Ich hoffe, der Minister hat das all denen gesagt, die jetzt durch die Schulverbünde auf den Erhalt ihrer Schulen hoffen. Die Enttäuschung ist absehbar, wenn sich bei den Zuweisungsregelungen nichts tut. In unserem Änderungsantrag finden Sie dazu eine Antwort.

Ich will auch deutlich erklären, dass wir die Pläne der Landesregierung, in den Grundschulen auch in den Klassen 3 und 4 grundsätzlich jahrgangsübergreifenden Unterricht zu erteilen, entschieden ablehnen, wenn sich diese Form des Unterrichts nicht aus einer Entscheidung der Grundschulen auf der Grundlage eines pädagogischen Konzeptes ergibt, sondern ausschließlich durch die Personalverknappung erzwungen wird.

Einziger substanzieller Punkt der ganzen Novelle bleibt also die Öffnung des Vorbereitungsdienstes. Dieser Schritt ist natürlich längst überfällig. Die Öffnung ist allerdings so klein ausgefallen, dass kaum eine der betroffenen Lehrkräfte hindurchpassen wird. Damit ist offen, ob und wann je ein Seiteneinsteiger diese Chance auf eine volle Lehrerqualifikation nutzen kann; die meisten werden es jedenfalls nicht können. Und so werden wieder einmal Lehrkräfte zweiter Klasse geschaffen. Sie leisten zwar die gleiche Arbeit in gleicher Qualität, werden aber dauerhaft schlechter bezahlt, weil sie nicht zum Vorbereitungsdienst zugelassen werden.

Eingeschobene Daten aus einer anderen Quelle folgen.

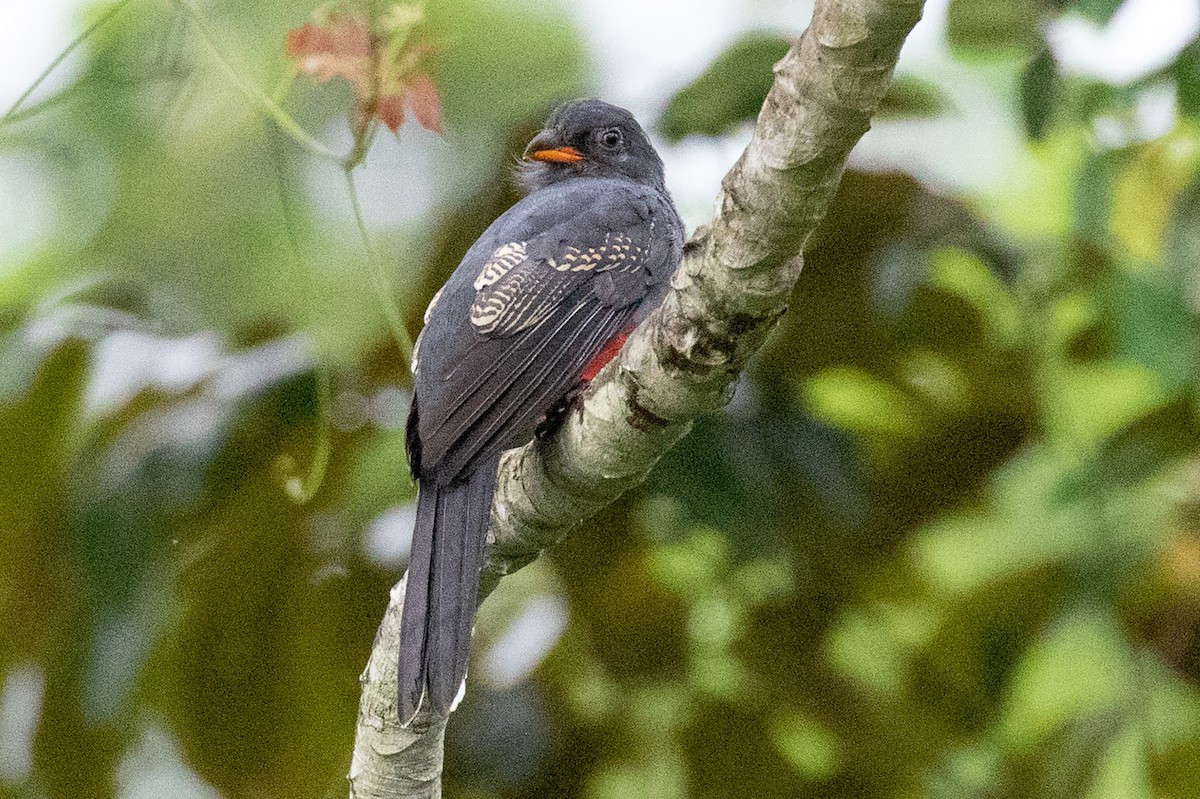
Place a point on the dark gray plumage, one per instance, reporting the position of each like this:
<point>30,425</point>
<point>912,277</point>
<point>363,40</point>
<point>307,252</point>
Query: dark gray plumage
<point>545,293</point>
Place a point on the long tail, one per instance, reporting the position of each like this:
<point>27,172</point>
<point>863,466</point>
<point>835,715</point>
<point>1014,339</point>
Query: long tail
<point>443,588</point>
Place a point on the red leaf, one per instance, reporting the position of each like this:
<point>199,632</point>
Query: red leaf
<point>340,44</point>
<point>423,98</point>
<point>340,48</point>
<point>390,110</point>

Schlimmer als die vorgeschlagenen Regelungen sind allerdings die vielen wichtigen Themen, die der Minister gar nicht erst aufgreift. Wir haben beispielsweise schon vor einem Jahr einen umfangreichen Gesetzentwurf im Hinblick auf einen § 16a eingebracht, um die Gewinnung von Lehrkräften an den freien Schulen auf eine neue Grundlage zu stellen. Diese Probleme werden von der Landesregierung weitgehend ignoriert.

Wir haben durch mehrere Anträge deutlich gemacht, dass die Schulsozialarbeit als Daueraufgabe des Landes in unserem Schulgesetz verankert werden muss, um langfristig die Fortführung und Erweiterung des Projektes „Schulerfolg sichern“ zu gewährleisten und um es nach dem Auslaufen der EU-Förderung aus Landesmitteln zu finanzieren.

Und wir haben hier im Hohen Haus und im Bildungsausschuss schon mehrfach darüber debattiert, dass die schulgesetzlich vorgeschriebene verlässliche Öffnungszeit an den Grundschulen längst nicht mehr an allen Schulen gesichert ist und dass sie aufgrund des fortschreitenden Mangels an pädagogischen Mitarbeiterinnen und Mitarbeitern sowie Lehrkräften immer mehr zur reinen Beaufsichtigung verkommt.

Wir müssen daher im Schulgesetz klarstellen, dass und wie die verlässliche Öffnungszeit mit pädagogischen Angeboten ausgestaltet wird, wenn wir sie weiterhin aufrechterhalten wollen. Das sollen künftig auch die Träger der Horte mit ihrer Unterstützung ermöglichen und sie sollen dafür natürlich auch bezahlt werden.

(Beifall bei der LINKEN)

Zu dem unwürdigen Anhörungsverfahren sage ich jetzt nichts weiter, auch dazu enthält unser Änderungsantrag eine entsprechende Formulierung.

Ich habe in der Kürze meiner Redezeit nur die wichtigsten Probleme benannt. Mit dem Änderungsantrag werden weitere wichtige Themen aufgegriffen und wir werden auch in den Ausschussberatungen darüber hinaus noch eine ganze Reihe substanzieller Vorschläge unterbreiten. Ich hoffe, dass die Koalitionsfraktionen bereit sind, sich diese Vorschläge gründlich anzusehen und darüber mit der notwendigen Fachlichkeit zu diskutieren. Wir müssen endlich anfangen, Probleme zu lösen, statt sie zu verdrängen und auszusitzen. - Vielen Dank.